Three people sit at a restaurant table facing the camera.

Rodrigo Ito and mates at Recanto Brasil.

The most important check of the city’s group, although, is Ōizumi’s youngest residents, folks like Rodrigo Ito. He’s fourth-generation Nikkei and has been in Japan for just a few years, arriving along with his dad and mom after they closed their São Paulo restaurant Espaco Vido early within the COVID-19 pandemic. He grew up consuming his grandmother’s Japanese meals in Brazil.

Ito works at considered one of Ōizumi’s latest eating places, Recanto Brasil, which opened in August 2023. The restaurant doesn’t trouble with imports in any respect, as a substitute making every little thing on the small menu — beef and hen parmesan, fish empanadas, pasteles, and the trademark coxinha and bolinha croquettes — from scratch with native elements.

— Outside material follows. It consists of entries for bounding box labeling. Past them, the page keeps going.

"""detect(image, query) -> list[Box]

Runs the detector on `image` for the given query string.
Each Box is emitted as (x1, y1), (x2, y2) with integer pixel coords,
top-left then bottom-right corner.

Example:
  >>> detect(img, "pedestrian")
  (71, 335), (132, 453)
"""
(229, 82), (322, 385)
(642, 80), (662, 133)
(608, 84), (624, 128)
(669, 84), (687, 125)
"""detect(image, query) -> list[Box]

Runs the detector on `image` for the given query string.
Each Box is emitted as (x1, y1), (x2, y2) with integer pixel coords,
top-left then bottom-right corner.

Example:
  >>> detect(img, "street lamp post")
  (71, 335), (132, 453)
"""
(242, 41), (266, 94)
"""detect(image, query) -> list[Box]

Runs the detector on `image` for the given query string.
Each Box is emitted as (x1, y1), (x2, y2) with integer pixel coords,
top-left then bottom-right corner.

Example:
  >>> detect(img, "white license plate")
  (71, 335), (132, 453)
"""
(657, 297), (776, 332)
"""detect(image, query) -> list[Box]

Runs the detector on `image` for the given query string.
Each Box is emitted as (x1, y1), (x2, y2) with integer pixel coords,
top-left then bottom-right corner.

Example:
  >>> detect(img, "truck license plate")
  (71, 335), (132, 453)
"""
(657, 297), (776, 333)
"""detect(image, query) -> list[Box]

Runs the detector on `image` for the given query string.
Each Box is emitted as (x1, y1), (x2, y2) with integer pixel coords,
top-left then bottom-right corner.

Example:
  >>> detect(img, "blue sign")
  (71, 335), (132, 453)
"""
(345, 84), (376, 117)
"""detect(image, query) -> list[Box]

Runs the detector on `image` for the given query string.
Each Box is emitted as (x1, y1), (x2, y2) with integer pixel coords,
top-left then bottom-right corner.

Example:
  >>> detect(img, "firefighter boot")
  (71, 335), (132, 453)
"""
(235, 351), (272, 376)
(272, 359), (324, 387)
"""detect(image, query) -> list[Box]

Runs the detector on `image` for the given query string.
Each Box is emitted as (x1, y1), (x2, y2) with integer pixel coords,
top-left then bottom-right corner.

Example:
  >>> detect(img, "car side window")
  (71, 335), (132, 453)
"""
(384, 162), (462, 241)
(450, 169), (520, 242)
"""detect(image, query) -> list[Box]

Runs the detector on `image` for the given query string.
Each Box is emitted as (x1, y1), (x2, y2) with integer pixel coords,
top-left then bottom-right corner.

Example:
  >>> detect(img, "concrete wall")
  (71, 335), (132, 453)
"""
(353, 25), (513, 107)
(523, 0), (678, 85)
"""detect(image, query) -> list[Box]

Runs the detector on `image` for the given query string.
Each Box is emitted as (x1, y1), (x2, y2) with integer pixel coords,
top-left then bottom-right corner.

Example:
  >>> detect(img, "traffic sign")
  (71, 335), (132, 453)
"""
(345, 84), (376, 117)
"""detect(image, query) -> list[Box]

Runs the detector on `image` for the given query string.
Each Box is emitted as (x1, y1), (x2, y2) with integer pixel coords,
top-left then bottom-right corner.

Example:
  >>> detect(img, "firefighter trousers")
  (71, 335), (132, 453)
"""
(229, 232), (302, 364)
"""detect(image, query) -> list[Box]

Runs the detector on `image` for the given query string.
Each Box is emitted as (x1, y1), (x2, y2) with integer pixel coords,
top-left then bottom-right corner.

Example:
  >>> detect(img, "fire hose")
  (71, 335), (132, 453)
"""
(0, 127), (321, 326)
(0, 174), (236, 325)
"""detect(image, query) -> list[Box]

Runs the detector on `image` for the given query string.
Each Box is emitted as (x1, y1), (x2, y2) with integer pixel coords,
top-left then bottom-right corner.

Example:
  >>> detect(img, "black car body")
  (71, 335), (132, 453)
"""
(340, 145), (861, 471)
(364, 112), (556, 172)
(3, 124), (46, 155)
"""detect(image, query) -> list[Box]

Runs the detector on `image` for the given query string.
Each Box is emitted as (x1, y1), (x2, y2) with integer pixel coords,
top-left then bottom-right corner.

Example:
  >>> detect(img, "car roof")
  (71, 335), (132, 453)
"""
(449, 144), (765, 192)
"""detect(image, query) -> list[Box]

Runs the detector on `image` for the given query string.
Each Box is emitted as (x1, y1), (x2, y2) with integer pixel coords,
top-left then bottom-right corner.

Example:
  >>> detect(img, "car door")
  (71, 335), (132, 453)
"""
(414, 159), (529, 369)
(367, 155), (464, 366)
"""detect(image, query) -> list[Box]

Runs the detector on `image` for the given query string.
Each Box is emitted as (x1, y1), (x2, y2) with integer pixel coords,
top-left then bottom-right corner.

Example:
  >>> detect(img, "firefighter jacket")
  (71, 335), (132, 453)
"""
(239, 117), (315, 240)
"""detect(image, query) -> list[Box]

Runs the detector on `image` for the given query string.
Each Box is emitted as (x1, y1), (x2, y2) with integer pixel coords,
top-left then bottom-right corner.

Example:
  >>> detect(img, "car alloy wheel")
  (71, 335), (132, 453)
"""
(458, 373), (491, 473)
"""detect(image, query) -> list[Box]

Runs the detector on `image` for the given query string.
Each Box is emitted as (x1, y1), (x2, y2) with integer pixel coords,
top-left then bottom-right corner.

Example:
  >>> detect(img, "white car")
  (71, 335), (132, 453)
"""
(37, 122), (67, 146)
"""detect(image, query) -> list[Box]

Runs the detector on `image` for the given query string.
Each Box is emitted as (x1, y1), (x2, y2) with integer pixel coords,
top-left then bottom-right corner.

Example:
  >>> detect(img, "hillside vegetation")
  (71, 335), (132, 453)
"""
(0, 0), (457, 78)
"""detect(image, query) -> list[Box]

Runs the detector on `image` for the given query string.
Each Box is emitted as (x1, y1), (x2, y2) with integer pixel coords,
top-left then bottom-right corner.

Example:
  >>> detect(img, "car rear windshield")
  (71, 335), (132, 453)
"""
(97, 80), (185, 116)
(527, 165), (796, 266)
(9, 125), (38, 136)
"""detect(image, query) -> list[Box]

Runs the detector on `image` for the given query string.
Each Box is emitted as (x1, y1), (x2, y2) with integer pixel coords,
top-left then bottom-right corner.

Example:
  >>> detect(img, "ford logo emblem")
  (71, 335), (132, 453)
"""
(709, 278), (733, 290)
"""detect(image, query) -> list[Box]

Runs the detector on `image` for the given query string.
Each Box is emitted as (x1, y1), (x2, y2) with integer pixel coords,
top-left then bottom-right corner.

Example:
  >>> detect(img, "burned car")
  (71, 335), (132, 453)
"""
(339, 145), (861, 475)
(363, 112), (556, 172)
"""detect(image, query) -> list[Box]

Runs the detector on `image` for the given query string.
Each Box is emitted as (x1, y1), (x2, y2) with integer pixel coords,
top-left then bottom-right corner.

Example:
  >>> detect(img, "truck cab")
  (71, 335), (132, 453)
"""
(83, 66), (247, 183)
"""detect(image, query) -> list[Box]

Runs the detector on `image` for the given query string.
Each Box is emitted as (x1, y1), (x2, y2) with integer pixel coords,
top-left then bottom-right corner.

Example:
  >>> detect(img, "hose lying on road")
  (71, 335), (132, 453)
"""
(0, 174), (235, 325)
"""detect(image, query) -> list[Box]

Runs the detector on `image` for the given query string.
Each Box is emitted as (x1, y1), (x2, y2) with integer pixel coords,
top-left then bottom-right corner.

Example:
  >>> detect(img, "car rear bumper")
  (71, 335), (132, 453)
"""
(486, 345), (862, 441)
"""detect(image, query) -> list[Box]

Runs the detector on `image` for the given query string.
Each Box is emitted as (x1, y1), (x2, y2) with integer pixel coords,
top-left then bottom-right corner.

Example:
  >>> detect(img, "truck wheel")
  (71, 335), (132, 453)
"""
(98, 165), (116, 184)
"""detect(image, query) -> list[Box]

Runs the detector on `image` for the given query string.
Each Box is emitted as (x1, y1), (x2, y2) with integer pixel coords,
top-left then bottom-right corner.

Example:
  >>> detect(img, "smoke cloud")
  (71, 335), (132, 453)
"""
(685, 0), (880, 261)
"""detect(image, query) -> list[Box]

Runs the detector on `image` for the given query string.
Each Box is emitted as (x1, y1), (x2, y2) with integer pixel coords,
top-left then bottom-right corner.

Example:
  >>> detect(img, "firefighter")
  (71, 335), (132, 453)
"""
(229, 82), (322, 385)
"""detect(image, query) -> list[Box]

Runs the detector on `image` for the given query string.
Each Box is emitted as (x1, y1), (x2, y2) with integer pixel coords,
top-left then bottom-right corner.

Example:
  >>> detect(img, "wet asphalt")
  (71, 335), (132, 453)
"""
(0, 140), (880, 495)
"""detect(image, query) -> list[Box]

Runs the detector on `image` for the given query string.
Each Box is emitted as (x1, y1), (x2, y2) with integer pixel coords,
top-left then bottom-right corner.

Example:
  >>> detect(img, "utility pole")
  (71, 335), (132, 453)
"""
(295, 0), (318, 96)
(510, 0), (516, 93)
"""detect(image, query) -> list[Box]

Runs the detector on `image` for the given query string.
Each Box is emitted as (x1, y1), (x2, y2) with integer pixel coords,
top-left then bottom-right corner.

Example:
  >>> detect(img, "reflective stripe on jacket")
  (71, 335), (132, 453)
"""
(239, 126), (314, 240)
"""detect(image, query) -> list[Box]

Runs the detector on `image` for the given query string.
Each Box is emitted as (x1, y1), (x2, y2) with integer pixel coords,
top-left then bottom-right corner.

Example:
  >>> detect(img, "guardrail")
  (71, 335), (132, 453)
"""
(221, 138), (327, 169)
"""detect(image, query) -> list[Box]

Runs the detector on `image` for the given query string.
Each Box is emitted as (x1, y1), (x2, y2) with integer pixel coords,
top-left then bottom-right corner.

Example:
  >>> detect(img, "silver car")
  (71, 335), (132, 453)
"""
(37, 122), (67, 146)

“We make every little thing from Japanese elements, so in a method it’s truly Japanese meals,” Ito says.

Like others within the Nikkei group, he’s had a blended expertise since arriving in Ōizumi, typically feeling each embraced and ostracized, particularly by one notably xenophobic Japanese language instructor.

He goals of returning to Brazil, the place he hopes to faucet into the love of Japanese delicacies by opening his personal sushi restaurant. However, he provides, “The extra I’ve come into contact with different Japanese folks, the extra strongly I really feel about staying.”

His determination means every little thing to Little Brazil.

Alex Ehrenreich often writes attention-grabbing tidbits about Japanese tradition in between stints working as an English instructor, tour information, editor, drag queen, and plain ol’ salaryman.